Example of crushing and sorting equipment used in lamp recycling.
Photo: An example of crushing and separation equipment used in the first step of the lamp recycling process. Note that the equipment is enclosed and operates under negative air pressure with the process air routed through redundant carbon filters to remove mercury vapor.

Three mercury recovery/reclamation facilities (pdf), one of which also has mercury reclamation capabilities, have been permitted under Chapter 62-737, F.A.C.
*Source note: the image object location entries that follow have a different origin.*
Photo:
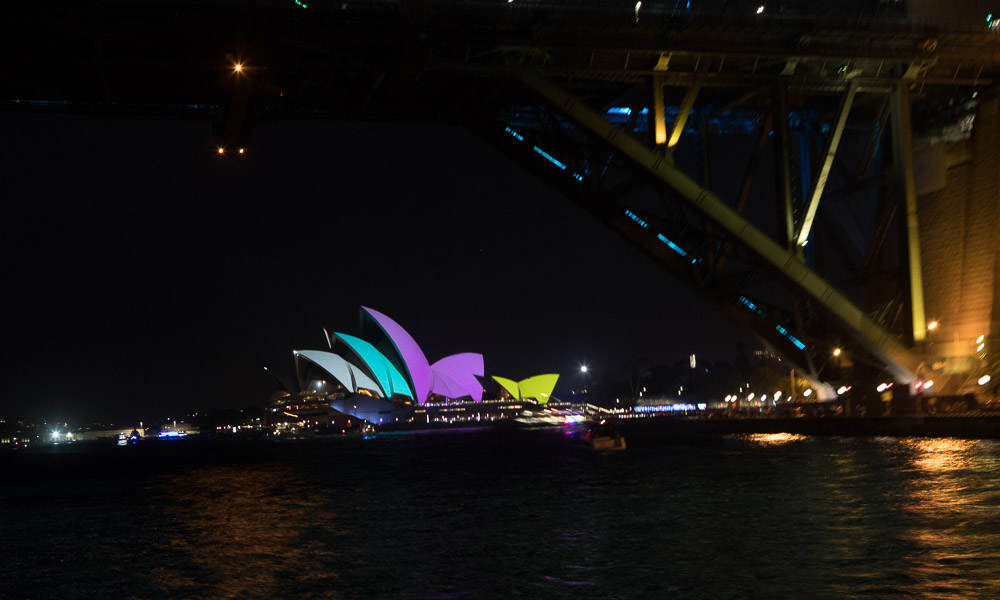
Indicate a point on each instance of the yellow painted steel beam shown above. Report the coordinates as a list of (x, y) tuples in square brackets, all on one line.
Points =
[(899, 360), (659, 119), (683, 113), (829, 152), (783, 170), (902, 150)]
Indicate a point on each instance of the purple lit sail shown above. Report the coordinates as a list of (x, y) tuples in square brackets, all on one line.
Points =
[(415, 362), (455, 376)]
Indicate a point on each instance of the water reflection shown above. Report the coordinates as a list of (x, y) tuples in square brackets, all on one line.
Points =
[(230, 532), (772, 439)]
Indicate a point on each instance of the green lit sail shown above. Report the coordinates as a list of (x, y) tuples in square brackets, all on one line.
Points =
[(539, 388)]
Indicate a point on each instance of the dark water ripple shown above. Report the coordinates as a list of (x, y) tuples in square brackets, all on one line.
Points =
[(494, 514)]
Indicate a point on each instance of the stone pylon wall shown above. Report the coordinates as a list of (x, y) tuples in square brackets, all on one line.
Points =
[(960, 242)]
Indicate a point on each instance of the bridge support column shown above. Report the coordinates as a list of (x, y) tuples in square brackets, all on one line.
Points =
[(902, 150), (783, 169)]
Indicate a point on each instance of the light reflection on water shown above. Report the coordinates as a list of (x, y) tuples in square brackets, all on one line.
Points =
[(953, 508), (772, 439)]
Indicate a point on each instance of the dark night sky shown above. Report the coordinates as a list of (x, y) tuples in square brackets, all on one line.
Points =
[(143, 277)]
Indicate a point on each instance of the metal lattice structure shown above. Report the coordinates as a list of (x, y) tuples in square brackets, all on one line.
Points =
[(815, 245)]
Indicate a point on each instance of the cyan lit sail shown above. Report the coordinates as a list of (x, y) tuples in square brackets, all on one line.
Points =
[(350, 376), (388, 376), (414, 363)]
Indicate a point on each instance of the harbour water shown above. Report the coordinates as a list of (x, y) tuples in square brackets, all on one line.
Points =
[(488, 513)]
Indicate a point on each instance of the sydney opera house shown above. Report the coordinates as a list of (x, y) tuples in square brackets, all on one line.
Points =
[(382, 375)]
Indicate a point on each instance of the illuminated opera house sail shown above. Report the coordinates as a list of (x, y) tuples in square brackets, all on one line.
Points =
[(379, 375), (538, 388)]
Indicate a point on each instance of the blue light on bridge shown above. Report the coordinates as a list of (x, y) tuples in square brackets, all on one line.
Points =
[(791, 338), (636, 218), (672, 245), (549, 158), (748, 303)]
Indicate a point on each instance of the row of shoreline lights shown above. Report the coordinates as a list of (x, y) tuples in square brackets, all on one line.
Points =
[(638, 5)]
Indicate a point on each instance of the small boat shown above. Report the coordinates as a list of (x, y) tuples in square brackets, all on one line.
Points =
[(604, 437)]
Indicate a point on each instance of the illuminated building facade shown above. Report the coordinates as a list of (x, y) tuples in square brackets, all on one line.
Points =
[(538, 388), (381, 375)]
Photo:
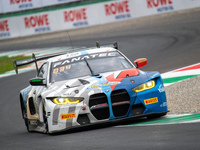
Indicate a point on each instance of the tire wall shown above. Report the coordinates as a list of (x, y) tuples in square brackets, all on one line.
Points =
[(87, 15)]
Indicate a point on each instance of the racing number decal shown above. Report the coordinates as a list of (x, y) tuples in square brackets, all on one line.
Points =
[(68, 116), (151, 101)]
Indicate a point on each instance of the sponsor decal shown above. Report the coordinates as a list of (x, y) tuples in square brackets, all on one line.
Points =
[(151, 101), (161, 88), (77, 16), (161, 5), (4, 29), (39, 22), (22, 3), (118, 9), (164, 104), (101, 85), (68, 116)]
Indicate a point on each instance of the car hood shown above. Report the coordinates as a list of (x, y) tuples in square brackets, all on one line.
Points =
[(84, 86)]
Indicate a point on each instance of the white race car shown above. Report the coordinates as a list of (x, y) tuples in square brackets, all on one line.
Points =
[(89, 86)]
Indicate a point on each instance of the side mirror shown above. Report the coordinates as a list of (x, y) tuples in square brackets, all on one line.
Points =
[(140, 62), (38, 81)]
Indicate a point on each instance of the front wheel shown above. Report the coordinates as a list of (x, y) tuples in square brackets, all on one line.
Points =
[(45, 121)]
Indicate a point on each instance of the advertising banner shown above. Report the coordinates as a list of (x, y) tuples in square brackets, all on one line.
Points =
[(55, 2), (19, 5), (84, 16), (7, 6)]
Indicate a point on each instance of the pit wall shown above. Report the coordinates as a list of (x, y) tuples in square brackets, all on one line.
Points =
[(87, 15)]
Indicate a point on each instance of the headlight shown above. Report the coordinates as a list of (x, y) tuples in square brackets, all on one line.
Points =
[(145, 86), (73, 100)]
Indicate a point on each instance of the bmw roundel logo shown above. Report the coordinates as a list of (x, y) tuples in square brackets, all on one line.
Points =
[(107, 91)]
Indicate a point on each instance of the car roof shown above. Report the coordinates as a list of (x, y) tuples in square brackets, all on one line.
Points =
[(81, 52)]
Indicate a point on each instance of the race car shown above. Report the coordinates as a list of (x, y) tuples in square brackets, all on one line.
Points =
[(89, 86)]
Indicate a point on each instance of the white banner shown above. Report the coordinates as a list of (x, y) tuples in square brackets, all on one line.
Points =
[(19, 5), (88, 15), (55, 2)]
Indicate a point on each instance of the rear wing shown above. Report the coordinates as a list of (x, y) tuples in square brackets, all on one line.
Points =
[(23, 62)]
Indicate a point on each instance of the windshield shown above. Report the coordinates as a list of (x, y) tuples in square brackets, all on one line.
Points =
[(77, 67)]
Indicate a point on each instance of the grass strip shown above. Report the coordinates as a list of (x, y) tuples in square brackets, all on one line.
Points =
[(6, 63)]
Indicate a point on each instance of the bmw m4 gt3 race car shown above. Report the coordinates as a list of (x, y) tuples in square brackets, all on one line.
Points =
[(89, 86)]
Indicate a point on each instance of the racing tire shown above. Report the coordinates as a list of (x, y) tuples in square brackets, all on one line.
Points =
[(25, 119)]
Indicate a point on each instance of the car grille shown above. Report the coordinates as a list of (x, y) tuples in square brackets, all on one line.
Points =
[(98, 104), (120, 102), (99, 107)]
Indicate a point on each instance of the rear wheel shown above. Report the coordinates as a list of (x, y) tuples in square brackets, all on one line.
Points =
[(24, 113), (25, 119), (45, 121)]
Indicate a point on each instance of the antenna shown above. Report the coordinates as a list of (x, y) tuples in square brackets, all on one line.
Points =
[(70, 40)]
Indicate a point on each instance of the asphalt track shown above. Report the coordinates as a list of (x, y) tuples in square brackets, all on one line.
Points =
[(168, 41)]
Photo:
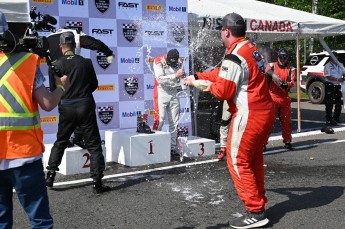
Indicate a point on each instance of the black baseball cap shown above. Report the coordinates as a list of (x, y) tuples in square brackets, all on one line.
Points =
[(172, 56), (233, 20), (67, 38), (283, 53)]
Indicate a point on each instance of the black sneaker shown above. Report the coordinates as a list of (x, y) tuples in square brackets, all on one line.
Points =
[(98, 187), (333, 122), (288, 146), (250, 220), (50, 178), (174, 153), (338, 121), (80, 143)]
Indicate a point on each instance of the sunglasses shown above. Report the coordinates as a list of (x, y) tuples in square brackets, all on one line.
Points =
[(283, 57)]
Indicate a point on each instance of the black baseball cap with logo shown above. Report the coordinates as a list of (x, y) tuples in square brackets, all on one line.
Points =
[(172, 57), (233, 20), (67, 38)]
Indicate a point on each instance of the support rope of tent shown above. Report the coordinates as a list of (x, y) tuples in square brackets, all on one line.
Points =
[(298, 80)]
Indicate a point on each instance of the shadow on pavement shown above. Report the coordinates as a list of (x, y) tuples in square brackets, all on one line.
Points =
[(315, 197)]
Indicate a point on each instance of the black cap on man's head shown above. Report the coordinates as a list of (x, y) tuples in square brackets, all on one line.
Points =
[(172, 57), (283, 54), (67, 38), (233, 20)]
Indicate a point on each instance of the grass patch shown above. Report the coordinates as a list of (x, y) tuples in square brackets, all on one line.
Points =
[(293, 95)]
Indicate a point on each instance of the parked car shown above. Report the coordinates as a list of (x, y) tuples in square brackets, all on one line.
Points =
[(312, 75)]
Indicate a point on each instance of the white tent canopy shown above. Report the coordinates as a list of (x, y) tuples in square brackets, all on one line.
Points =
[(15, 10), (265, 22)]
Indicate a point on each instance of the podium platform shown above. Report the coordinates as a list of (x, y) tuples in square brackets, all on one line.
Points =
[(193, 146), (75, 160), (130, 148)]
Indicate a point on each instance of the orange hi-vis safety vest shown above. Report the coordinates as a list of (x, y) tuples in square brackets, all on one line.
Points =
[(20, 127)]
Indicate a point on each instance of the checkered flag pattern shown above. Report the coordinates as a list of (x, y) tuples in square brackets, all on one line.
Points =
[(105, 108), (129, 26)]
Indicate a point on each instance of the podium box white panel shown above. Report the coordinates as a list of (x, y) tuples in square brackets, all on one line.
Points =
[(130, 148), (193, 146), (74, 161)]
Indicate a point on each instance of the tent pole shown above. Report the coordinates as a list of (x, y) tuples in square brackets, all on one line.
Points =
[(298, 81), (195, 95)]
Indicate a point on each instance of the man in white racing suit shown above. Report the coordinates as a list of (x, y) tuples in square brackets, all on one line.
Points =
[(168, 71)]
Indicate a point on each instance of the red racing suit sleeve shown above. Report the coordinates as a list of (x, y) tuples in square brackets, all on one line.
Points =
[(225, 86), (210, 75)]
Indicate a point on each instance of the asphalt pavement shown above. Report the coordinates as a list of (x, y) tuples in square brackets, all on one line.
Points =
[(305, 188)]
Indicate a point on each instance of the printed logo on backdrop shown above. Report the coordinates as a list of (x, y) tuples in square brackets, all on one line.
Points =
[(102, 60), (102, 31), (212, 23), (102, 5), (154, 7), (154, 33), (73, 2), (129, 31), (184, 110), (178, 33), (178, 8), (49, 119), (106, 87), (128, 5), (182, 131), (105, 114), (77, 25), (131, 85), (43, 1), (130, 60)]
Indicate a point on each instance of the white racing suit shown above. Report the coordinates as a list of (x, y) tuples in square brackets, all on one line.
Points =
[(224, 125), (166, 100)]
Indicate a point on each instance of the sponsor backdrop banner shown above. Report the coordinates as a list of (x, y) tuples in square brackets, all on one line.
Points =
[(136, 31)]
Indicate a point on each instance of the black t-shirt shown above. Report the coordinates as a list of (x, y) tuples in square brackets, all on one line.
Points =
[(81, 74)]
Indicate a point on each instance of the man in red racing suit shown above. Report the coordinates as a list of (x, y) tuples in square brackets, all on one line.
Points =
[(279, 90), (242, 83)]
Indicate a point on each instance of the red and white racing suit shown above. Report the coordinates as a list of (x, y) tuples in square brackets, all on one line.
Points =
[(166, 100), (281, 97), (240, 82)]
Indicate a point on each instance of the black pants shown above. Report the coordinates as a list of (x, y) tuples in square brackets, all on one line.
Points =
[(333, 99), (83, 116)]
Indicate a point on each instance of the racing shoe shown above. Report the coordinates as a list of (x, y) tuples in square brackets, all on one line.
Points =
[(50, 178), (327, 129), (98, 187), (222, 153), (78, 142), (288, 146), (145, 129), (250, 220)]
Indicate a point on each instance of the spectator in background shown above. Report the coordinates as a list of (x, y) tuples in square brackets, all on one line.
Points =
[(333, 73), (282, 76)]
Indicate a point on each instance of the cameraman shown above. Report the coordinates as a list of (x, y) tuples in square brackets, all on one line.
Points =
[(21, 137), (77, 109)]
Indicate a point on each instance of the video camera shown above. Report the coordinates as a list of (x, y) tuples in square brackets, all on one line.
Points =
[(23, 37), (15, 40)]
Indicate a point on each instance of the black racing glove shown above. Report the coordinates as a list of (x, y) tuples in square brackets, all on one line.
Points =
[(284, 85)]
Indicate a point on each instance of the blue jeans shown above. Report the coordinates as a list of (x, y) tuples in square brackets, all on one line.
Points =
[(29, 182)]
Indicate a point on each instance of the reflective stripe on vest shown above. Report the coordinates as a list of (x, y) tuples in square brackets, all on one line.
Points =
[(19, 116)]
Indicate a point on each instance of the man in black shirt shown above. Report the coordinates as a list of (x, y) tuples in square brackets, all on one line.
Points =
[(77, 109)]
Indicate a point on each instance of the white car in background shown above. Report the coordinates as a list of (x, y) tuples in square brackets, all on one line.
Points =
[(312, 75)]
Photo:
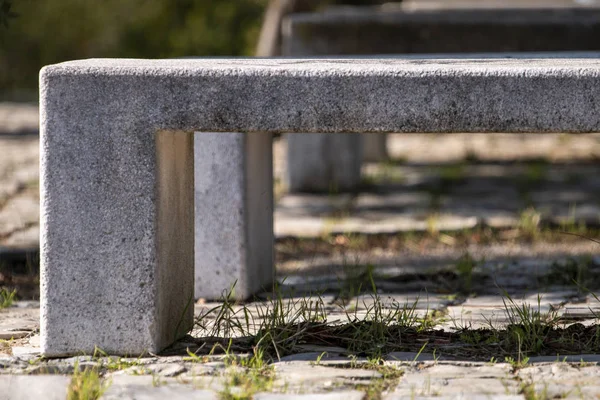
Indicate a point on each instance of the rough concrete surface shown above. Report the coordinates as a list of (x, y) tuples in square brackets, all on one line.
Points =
[(102, 200)]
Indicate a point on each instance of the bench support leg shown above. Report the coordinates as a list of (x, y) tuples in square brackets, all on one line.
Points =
[(234, 214), (117, 239)]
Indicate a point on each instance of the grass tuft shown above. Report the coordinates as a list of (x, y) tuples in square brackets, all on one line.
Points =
[(86, 384)]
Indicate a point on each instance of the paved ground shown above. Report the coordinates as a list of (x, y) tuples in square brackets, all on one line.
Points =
[(453, 228)]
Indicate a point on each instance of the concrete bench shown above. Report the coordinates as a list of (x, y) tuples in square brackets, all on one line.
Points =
[(322, 162), (117, 198)]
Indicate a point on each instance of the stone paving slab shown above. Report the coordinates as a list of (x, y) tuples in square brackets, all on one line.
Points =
[(23, 387)]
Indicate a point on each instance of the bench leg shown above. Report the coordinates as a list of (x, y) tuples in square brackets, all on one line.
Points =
[(117, 261), (234, 214), (322, 162)]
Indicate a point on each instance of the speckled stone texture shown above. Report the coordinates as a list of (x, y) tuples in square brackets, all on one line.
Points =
[(322, 162), (117, 155), (420, 27), (234, 214)]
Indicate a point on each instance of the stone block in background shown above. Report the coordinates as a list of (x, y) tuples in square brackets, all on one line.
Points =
[(418, 27)]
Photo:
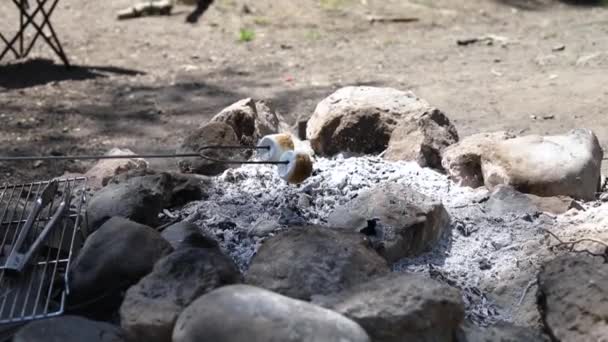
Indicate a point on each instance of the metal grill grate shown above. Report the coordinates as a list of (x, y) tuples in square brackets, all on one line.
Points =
[(40, 291)]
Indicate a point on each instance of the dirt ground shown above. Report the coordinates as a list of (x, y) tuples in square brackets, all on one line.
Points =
[(144, 83)]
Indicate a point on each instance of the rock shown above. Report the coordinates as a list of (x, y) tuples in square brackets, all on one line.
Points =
[(238, 313), (462, 160), (399, 221), (241, 116), (554, 204), (546, 165), (99, 175), (269, 121), (214, 133), (152, 306), (401, 307), (113, 258), (422, 139), (69, 329), (184, 188), (314, 260), (139, 199), (573, 293), (505, 200), (360, 119), (186, 234), (501, 332), (251, 120)]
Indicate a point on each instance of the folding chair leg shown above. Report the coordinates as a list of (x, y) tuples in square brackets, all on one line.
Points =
[(22, 5), (8, 48)]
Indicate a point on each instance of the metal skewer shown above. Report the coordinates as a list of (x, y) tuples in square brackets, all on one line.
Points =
[(199, 154)]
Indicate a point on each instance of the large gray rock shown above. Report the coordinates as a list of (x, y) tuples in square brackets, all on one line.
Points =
[(186, 234), (113, 258), (69, 329), (139, 199), (99, 175), (573, 298), (182, 188), (501, 332), (462, 160), (401, 307), (241, 313), (314, 260), (422, 139), (399, 221), (547, 165), (360, 119), (250, 120), (152, 306), (211, 134)]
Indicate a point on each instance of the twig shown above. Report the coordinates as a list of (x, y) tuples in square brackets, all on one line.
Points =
[(571, 244), (526, 289)]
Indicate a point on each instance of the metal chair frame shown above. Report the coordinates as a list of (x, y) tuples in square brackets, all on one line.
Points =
[(18, 45)]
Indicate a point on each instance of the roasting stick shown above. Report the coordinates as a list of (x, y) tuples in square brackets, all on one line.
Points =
[(279, 149), (199, 154)]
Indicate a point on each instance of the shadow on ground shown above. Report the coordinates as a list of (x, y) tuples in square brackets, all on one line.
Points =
[(39, 71), (540, 4)]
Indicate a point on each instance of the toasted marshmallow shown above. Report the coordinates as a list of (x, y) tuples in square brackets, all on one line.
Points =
[(277, 143), (298, 168)]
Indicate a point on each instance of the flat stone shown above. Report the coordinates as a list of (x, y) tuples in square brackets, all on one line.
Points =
[(422, 139), (462, 160), (314, 260), (113, 258), (399, 221), (240, 313), (360, 119), (211, 134), (401, 307), (186, 234), (555, 165), (139, 199), (152, 306), (99, 175)]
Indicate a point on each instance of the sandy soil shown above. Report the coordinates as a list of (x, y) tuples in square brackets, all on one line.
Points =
[(144, 83)]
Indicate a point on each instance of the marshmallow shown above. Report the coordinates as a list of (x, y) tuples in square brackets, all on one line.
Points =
[(298, 169), (278, 143)]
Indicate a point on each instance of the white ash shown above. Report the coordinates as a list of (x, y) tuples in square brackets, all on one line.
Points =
[(247, 204)]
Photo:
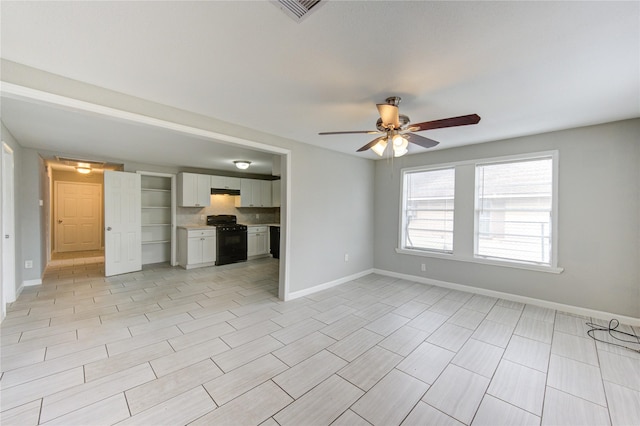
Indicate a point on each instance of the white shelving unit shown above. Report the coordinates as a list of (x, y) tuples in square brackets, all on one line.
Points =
[(158, 218)]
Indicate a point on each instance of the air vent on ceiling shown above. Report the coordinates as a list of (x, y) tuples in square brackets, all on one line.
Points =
[(298, 9)]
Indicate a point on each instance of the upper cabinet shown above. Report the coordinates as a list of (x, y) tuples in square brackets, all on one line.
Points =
[(225, 182), (194, 190), (254, 193)]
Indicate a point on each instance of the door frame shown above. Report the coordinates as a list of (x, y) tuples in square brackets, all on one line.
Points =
[(56, 232), (8, 249), (28, 94)]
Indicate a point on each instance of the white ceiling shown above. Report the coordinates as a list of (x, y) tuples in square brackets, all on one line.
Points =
[(524, 67)]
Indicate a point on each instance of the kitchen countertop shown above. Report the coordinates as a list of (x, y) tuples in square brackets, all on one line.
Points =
[(193, 226), (196, 227)]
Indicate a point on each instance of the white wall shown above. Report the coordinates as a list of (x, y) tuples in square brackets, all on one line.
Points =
[(331, 193), (599, 220)]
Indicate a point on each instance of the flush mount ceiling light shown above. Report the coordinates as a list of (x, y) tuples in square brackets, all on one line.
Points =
[(83, 168), (242, 164)]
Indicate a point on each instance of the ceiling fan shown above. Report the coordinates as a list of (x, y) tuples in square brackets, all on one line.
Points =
[(395, 128)]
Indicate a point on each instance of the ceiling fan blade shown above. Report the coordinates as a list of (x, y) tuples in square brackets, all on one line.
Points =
[(349, 132), (420, 140), (389, 115), (372, 143), (463, 120)]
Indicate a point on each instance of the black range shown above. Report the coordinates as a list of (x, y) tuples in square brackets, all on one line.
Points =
[(231, 239)]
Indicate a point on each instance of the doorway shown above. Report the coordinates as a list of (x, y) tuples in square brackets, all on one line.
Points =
[(75, 199), (77, 216)]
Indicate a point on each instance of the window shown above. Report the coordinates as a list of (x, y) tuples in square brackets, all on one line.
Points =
[(514, 210), (505, 211), (427, 210)]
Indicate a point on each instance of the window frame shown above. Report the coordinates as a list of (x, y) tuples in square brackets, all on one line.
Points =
[(553, 260), (464, 241), (403, 201)]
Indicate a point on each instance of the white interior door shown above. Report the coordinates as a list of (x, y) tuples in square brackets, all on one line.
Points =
[(8, 230), (77, 216), (122, 221)]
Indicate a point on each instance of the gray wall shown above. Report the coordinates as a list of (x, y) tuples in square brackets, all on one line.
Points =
[(29, 193), (599, 217), (17, 164), (331, 193)]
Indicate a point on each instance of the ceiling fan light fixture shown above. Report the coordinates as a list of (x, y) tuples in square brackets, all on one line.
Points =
[(242, 164), (399, 151), (380, 147), (400, 145)]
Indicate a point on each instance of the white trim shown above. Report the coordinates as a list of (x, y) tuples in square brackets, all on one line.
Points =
[(327, 285), (461, 252), (482, 261), (515, 298), (30, 283), (15, 91)]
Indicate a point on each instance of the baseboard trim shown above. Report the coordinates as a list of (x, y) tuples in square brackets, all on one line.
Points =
[(327, 285), (515, 298)]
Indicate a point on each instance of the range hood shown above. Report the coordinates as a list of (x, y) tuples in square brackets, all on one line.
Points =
[(224, 191)]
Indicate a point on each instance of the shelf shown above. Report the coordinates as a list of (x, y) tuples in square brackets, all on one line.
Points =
[(156, 217)]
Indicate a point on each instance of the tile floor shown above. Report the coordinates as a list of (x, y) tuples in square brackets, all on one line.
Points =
[(215, 346)]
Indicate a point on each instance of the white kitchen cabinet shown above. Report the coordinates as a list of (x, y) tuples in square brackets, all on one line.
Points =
[(225, 182), (194, 190), (196, 247), (275, 193), (254, 193), (265, 193), (257, 241)]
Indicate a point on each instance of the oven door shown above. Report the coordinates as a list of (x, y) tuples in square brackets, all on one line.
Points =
[(231, 246)]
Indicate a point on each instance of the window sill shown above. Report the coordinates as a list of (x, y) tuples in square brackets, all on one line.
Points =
[(492, 262)]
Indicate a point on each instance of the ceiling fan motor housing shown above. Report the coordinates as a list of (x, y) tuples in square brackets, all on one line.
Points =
[(404, 123)]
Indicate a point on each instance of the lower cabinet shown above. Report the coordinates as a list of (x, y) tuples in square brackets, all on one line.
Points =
[(257, 241), (196, 247)]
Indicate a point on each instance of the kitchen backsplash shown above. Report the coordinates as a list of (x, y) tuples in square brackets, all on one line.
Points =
[(225, 204)]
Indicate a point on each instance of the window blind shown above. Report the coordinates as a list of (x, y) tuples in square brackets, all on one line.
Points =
[(428, 210), (514, 210)]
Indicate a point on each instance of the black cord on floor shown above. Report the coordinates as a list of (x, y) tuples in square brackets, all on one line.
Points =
[(616, 334)]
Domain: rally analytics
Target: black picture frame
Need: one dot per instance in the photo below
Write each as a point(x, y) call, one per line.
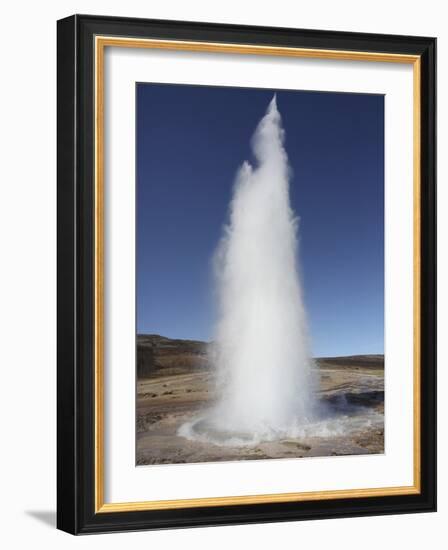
point(76, 511)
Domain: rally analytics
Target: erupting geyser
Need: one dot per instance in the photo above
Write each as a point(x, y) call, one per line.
point(260, 350)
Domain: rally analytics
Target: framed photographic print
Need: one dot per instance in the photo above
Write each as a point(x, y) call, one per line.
point(246, 274)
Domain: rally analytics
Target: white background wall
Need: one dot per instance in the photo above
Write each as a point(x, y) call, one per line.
point(28, 281)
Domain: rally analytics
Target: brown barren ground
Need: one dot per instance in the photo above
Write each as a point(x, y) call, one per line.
point(175, 384)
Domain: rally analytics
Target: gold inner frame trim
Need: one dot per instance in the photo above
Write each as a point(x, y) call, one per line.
point(101, 42)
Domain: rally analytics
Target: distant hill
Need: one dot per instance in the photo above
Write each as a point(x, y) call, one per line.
point(161, 355)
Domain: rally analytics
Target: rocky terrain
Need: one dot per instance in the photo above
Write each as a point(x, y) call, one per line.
point(175, 383)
The UWR framework provides incentives for generators of lamps and devices to manage these wastes under Chapter 62-737, F.A.C., for recycling as opposed to their management as hazardous wastes under RCRA through disposal. Only transporters and other non-generator handlers are required to register with the Department unless they are solely participating in a reverse distribution program as described below. A lamp and device handler facility, including a generator, needing to accumulate 5,000 kilograms (kg) or more of all universal wastes (including hazardous waste batteries, etc.) must also notify and receive an EPA/DEP ID number before accumulating such quantities, if it does not already have one per the large quantity handler requirements under the Universal Waste Rule . Other requirements (see 62-737.400(3)(a)3.), including a $1,000 registration fee, apply to non-generator handler facilities and to transporter transfer facilities storing lamps or MCDs off the transport vehicle, if either accumulates 2,000 kg or more of lamps or 100 kg of devices at any one time. There is also an exemption from registration for transporters (see 62-737.400(3)(a)1.) collecting lamps from generators of ten or less lamps per month provided the transporter does not accumulate more than 400 lamps at any one time. The Department maintains a list of registered handlers of mercury containing lamps and devices.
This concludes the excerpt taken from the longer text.